Detailed mathematical approach

Problem Summary

Define \(L(n)\) as the length of the repeating part in the decimal expansion of \(1/n\). The task is to compute

$S(N)=\sum_{n=3}^{N} L(n)$

for a very large bound \(N\). A direct simulation of long division for every denominator is much too slow, so the implementations reorganize the sum using multiplicative order and a grouping argument over powers of \(2\) and \(5\).

Mathematical Approach

Step 1: Remove the terminating part

Every denominator can be written uniquely as

$n=2^a5^b m,\qquad \gcd(m,10)=1.$

The powers of \(2\) and \(5\) only create the finite prefix of the decimal expansion. The recurring part depends entirely on the remaining factor \(m\).

If \(m=1\), then \(1/n\) is a terminating decimal and therefore \(L(n)=0\). If \(m>1\), the repetend length is the multiplicative order of \(10\) modulo \(m\):

$L(n)=\operatorname{ord}_m(10),$

where \(\operatorname{ord}_m(10)\) is the smallest positive integer \(k\) such that

$10^k\equiv 1 \pmod m.$

This is the standard number-theoretic description of repeating decimals.

Step 2: Group denominators by the same odd core

Fix an odd integer \(m\) with \(5 \nmid m\). Every denominator of the form

$n=m\,s,\qquad s=2^a5^b,$

has exactly the same recurring-cycle length, namely \(\operatorname{ord}_m(10)\), because multiplying by \(2\) and \(5\) changes only the terminating prefix.

For a given quotient \(Q\), define the count of \(2\)-\(5\)-smooth multipliers by

$C(Q)=\#\left\{(a,b)\in \mathbb{Z}_{\ge 0}^2:2^a5^b\le Q\right\}.$

Then the denominators whose odd core is \(m\) contribute

$\operatorname{ord}_m(10)\,C\!\left(\left\lfloor\frac{N}{m}\right\rfloor\right).$

Summing over all admissible cores gives the central identity used by the fast solver:

$\boxed{S(N)=\sum_{\substack{m\le N\\ 2\nmid m,\, 5\nmid m}} \operatorname{ord}_m(10)\,C\!\left(\left\lfloor\frac{N}{m}\right\rfloor\right).}$

The missing case \(m=1\) can be ignored because its cycle length is \(0\).

Step 3: Decompose the order over prime powers

Write the odd core as

$m=\prod_{i=1}^{r} p_i^{e_i},\qquad p_i\neq 2,5.$

Since the prime-power factors are pairwise coprime, the Chinese remainder theorem implies that the order modulo the product is the least common multiple of the orders modulo each prime power:

$\operatorname{ord}_m(10)=\mathrm{lcm}\!\left(\operatorname{ord}_{p_1^{e_1}}(10),\dots,\operatorname{ord}_{p_r^{e_r}}(10)\right).$

So the problem reduces to computing \(\operatorname{ord}_{p^e}(10)\) efficiently for each prime-power factor.

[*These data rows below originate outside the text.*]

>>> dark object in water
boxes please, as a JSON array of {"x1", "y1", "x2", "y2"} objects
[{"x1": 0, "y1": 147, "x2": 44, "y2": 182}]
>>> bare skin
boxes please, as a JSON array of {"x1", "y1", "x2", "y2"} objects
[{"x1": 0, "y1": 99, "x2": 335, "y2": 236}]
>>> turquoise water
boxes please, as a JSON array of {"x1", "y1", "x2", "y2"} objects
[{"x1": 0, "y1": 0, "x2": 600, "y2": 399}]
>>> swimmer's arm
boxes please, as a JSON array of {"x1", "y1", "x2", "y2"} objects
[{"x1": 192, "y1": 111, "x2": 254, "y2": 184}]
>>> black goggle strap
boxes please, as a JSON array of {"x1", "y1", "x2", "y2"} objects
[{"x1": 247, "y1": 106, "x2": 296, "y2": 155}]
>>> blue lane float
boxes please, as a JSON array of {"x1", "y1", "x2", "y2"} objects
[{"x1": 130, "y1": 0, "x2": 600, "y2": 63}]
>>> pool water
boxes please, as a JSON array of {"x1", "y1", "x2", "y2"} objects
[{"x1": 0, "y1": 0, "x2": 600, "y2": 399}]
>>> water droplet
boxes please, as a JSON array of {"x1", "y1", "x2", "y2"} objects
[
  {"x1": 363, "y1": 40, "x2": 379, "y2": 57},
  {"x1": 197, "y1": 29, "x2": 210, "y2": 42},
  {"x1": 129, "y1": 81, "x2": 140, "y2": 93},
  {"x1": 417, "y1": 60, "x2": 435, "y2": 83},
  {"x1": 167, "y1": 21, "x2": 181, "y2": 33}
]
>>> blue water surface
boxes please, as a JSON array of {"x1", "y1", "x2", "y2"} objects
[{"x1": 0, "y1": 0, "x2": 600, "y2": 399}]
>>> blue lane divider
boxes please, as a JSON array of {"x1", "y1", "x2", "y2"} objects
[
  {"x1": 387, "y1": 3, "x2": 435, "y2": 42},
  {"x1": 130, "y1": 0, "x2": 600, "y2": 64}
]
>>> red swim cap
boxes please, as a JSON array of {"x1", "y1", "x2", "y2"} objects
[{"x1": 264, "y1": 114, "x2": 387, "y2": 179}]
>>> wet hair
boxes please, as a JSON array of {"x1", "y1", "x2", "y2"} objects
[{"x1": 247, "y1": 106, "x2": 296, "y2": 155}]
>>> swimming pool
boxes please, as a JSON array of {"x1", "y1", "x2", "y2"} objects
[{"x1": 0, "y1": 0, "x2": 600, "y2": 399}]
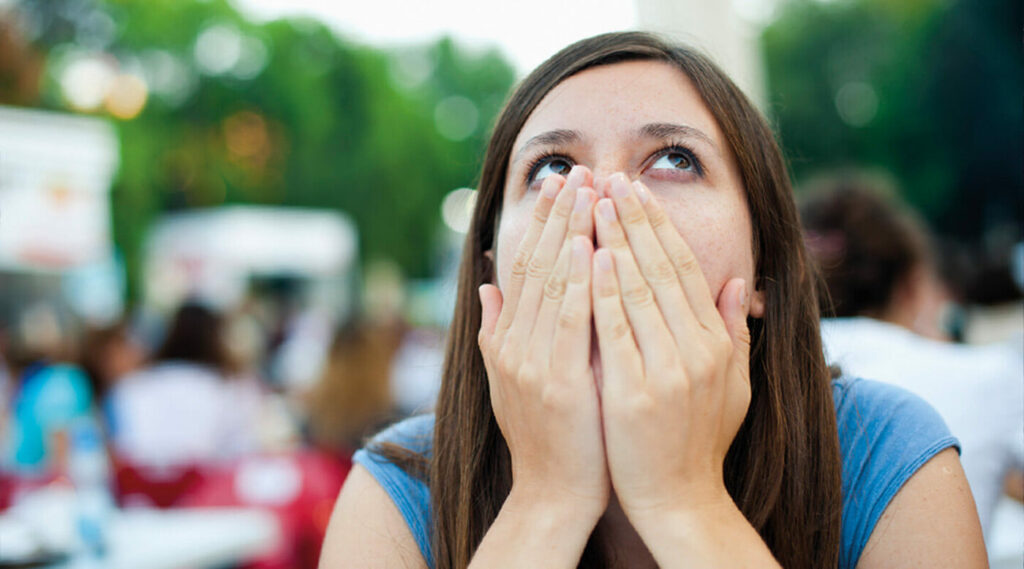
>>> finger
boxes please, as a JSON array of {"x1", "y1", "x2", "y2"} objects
[
  {"x1": 495, "y1": 175, "x2": 565, "y2": 334},
  {"x1": 551, "y1": 235, "x2": 594, "y2": 378},
  {"x1": 530, "y1": 187, "x2": 597, "y2": 356},
  {"x1": 477, "y1": 285, "x2": 502, "y2": 338},
  {"x1": 609, "y1": 174, "x2": 699, "y2": 345},
  {"x1": 718, "y1": 278, "x2": 751, "y2": 384},
  {"x1": 515, "y1": 166, "x2": 590, "y2": 345},
  {"x1": 591, "y1": 249, "x2": 643, "y2": 398},
  {"x1": 633, "y1": 180, "x2": 721, "y2": 330},
  {"x1": 594, "y1": 199, "x2": 676, "y2": 366}
]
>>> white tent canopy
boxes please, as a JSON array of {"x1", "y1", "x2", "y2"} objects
[{"x1": 145, "y1": 206, "x2": 357, "y2": 307}]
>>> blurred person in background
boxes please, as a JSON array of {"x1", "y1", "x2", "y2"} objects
[
  {"x1": 4, "y1": 302, "x2": 93, "y2": 477},
  {"x1": 79, "y1": 321, "x2": 145, "y2": 419},
  {"x1": 110, "y1": 302, "x2": 260, "y2": 466},
  {"x1": 801, "y1": 173, "x2": 1024, "y2": 540},
  {"x1": 306, "y1": 318, "x2": 401, "y2": 457}
]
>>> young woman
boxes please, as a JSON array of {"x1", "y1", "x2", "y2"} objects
[{"x1": 321, "y1": 33, "x2": 985, "y2": 569}]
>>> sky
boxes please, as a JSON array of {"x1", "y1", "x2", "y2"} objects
[{"x1": 234, "y1": 0, "x2": 637, "y2": 75}]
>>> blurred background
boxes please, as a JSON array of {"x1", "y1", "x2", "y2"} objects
[{"x1": 0, "y1": 0, "x2": 1024, "y2": 568}]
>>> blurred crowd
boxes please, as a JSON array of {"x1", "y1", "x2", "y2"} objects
[
  {"x1": 0, "y1": 173, "x2": 1024, "y2": 568},
  {"x1": 0, "y1": 282, "x2": 442, "y2": 568}
]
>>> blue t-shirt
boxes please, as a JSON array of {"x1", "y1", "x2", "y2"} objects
[{"x1": 354, "y1": 379, "x2": 958, "y2": 569}]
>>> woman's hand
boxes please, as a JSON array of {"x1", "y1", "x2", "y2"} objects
[
  {"x1": 479, "y1": 166, "x2": 610, "y2": 519},
  {"x1": 593, "y1": 174, "x2": 756, "y2": 523}
]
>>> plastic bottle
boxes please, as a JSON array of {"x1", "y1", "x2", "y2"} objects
[{"x1": 68, "y1": 420, "x2": 114, "y2": 559}]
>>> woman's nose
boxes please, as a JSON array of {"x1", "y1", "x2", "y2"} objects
[{"x1": 593, "y1": 169, "x2": 630, "y2": 200}]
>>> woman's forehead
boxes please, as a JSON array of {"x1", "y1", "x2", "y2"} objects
[{"x1": 510, "y1": 60, "x2": 721, "y2": 151}]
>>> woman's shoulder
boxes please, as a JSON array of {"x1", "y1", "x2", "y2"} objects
[
  {"x1": 831, "y1": 378, "x2": 959, "y2": 567},
  {"x1": 352, "y1": 414, "x2": 434, "y2": 563},
  {"x1": 369, "y1": 413, "x2": 434, "y2": 454}
]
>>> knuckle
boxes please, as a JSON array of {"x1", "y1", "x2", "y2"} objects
[
  {"x1": 544, "y1": 274, "x2": 566, "y2": 301},
  {"x1": 511, "y1": 251, "x2": 529, "y2": 280},
  {"x1": 549, "y1": 200, "x2": 572, "y2": 220},
  {"x1": 620, "y1": 208, "x2": 647, "y2": 225},
  {"x1": 541, "y1": 384, "x2": 571, "y2": 410},
  {"x1": 594, "y1": 282, "x2": 618, "y2": 299},
  {"x1": 514, "y1": 363, "x2": 540, "y2": 389},
  {"x1": 526, "y1": 255, "x2": 548, "y2": 278},
  {"x1": 623, "y1": 285, "x2": 654, "y2": 306},
  {"x1": 498, "y1": 351, "x2": 522, "y2": 378},
  {"x1": 557, "y1": 310, "x2": 583, "y2": 330},
  {"x1": 608, "y1": 320, "x2": 633, "y2": 341},
  {"x1": 642, "y1": 259, "x2": 678, "y2": 285}
]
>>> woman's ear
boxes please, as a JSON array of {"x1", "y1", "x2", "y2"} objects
[
  {"x1": 483, "y1": 249, "x2": 498, "y2": 287},
  {"x1": 750, "y1": 289, "x2": 765, "y2": 318}
]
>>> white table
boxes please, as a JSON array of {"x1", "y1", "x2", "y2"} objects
[{"x1": 2, "y1": 508, "x2": 280, "y2": 569}]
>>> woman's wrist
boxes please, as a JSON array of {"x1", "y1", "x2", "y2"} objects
[
  {"x1": 470, "y1": 488, "x2": 600, "y2": 569},
  {"x1": 627, "y1": 489, "x2": 778, "y2": 569},
  {"x1": 502, "y1": 484, "x2": 608, "y2": 535}
]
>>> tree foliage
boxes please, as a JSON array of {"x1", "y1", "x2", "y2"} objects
[
  {"x1": 762, "y1": 0, "x2": 1024, "y2": 242},
  {"x1": 0, "y1": 0, "x2": 514, "y2": 294}
]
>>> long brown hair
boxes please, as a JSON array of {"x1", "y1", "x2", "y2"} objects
[{"x1": 385, "y1": 33, "x2": 842, "y2": 569}]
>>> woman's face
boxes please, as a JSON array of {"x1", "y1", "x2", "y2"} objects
[{"x1": 495, "y1": 61, "x2": 764, "y2": 317}]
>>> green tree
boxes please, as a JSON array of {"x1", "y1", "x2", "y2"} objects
[
  {"x1": 762, "y1": 0, "x2": 1024, "y2": 240},
  {"x1": 7, "y1": 0, "x2": 514, "y2": 300}
]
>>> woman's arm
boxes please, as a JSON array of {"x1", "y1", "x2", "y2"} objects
[
  {"x1": 470, "y1": 166, "x2": 610, "y2": 569},
  {"x1": 469, "y1": 491, "x2": 602, "y2": 569},
  {"x1": 857, "y1": 448, "x2": 988, "y2": 569},
  {"x1": 593, "y1": 174, "x2": 778, "y2": 569},
  {"x1": 319, "y1": 465, "x2": 427, "y2": 569}
]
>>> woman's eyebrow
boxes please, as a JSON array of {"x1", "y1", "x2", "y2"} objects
[
  {"x1": 512, "y1": 129, "x2": 583, "y2": 163},
  {"x1": 639, "y1": 123, "x2": 718, "y2": 151}
]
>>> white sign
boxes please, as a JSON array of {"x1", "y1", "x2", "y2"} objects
[{"x1": 0, "y1": 106, "x2": 118, "y2": 270}]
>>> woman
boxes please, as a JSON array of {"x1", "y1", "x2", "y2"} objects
[
  {"x1": 321, "y1": 33, "x2": 984, "y2": 568},
  {"x1": 800, "y1": 176, "x2": 1024, "y2": 551}
]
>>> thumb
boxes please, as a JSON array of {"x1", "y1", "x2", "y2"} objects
[
  {"x1": 478, "y1": 285, "x2": 502, "y2": 338},
  {"x1": 718, "y1": 278, "x2": 751, "y2": 381}
]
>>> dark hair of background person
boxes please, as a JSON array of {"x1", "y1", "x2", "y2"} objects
[
  {"x1": 153, "y1": 301, "x2": 233, "y2": 374},
  {"x1": 800, "y1": 172, "x2": 934, "y2": 319},
  {"x1": 79, "y1": 322, "x2": 131, "y2": 401},
  {"x1": 379, "y1": 32, "x2": 842, "y2": 569},
  {"x1": 306, "y1": 318, "x2": 403, "y2": 455}
]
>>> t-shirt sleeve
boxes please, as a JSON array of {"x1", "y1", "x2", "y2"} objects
[
  {"x1": 352, "y1": 415, "x2": 434, "y2": 567},
  {"x1": 833, "y1": 379, "x2": 959, "y2": 569}
]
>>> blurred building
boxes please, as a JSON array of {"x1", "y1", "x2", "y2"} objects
[
  {"x1": 636, "y1": 0, "x2": 771, "y2": 110},
  {"x1": 0, "y1": 106, "x2": 123, "y2": 322}
]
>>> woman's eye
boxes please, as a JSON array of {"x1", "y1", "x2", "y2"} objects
[
  {"x1": 650, "y1": 151, "x2": 696, "y2": 170},
  {"x1": 530, "y1": 158, "x2": 572, "y2": 182}
]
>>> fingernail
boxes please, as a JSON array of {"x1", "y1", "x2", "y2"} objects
[
  {"x1": 611, "y1": 174, "x2": 630, "y2": 198},
  {"x1": 633, "y1": 180, "x2": 650, "y2": 204},
  {"x1": 572, "y1": 235, "x2": 587, "y2": 260},
  {"x1": 572, "y1": 190, "x2": 590, "y2": 212},
  {"x1": 565, "y1": 164, "x2": 586, "y2": 186},
  {"x1": 541, "y1": 178, "x2": 562, "y2": 198}
]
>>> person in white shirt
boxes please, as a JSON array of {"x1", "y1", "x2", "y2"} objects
[
  {"x1": 801, "y1": 175, "x2": 1024, "y2": 539},
  {"x1": 104, "y1": 304, "x2": 260, "y2": 467}
]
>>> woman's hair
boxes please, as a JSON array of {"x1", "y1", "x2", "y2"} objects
[
  {"x1": 389, "y1": 33, "x2": 841, "y2": 569},
  {"x1": 154, "y1": 302, "x2": 232, "y2": 374},
  {"x1": 800, "y1": 172, "x2": 932, "y2": 318}
]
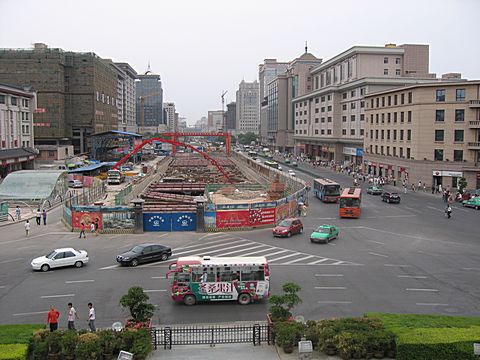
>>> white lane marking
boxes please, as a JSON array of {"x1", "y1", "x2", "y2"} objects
[
  {"x1": 172, "y1": 239, "x2": 233, "y2": 252},
  {"x1": 369, "y1": 252, "x2": 388, "y2": 257},
  {"x1": 367, "y1": 240, "x2": 385, "y2": 245},
  {"x1": 242, "y1": 245, "x2": 278, "y2": 256},
  {"x1": 405, "y1": 288, "x2": 438, "y2": 292},
  {"x1": 383, "y1": 264, "x2": 412, "y2": 267},
  {"x1": 415, "y1": 303, "x2": 449, "y2": 306},
  {"x1": 173, "y1": 240, "x2": 248, "y2": 256},
  {"x1": 315, "y1": 286, "x2": 347, "y2": 290},
  {"x1": 221, "y1": 245, "x2": 269, "y2": 256},
  {"x1": 40, "y1": 294, "x2": 75, "y2": 299},
  {"x1": 0, "y1": 258, "x2": 25, "y2": 264},
  {"x1": 268, "y1": 253, "x2": 300, "y2": 262},
  {"x1": 12, "y1": 311, "x2": 48, "y2": 316},
  {"x1": 308, "y1": 258, "x2": 330, "y2": 265},
  {"x1": 318, "y1": 301, "x2": 352, "y2": 305},
  {"x1": 315, "y1": 274, "x2": 343, "y2": 277},
  {"x1": 285, "y1": 255, "x2": 313, "y2": 265}
]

Step 4: Order modulo a prime

For an odd prime \(p\neq 5\), Fermat's little theorem gives

$10^{p-1}\equiv 1 \pmod p,$

so \(\operatorname{ord}_p(10)\) must divide \(p-1\). The implementations therefore start from \(p-1\), factor that number, and try to divide away each prime factor as long as the congruence test still succeeds. In other words, if \(d\) is the current candidate order and \(q\mid d\), then one checks whether

$10^{d/q}\equiv 1 \pmod p.$

If the test is true, the order was not minimal and the candidate can be reduced to \(d/q\). Repeating this process yields the exact order modulo \(p\).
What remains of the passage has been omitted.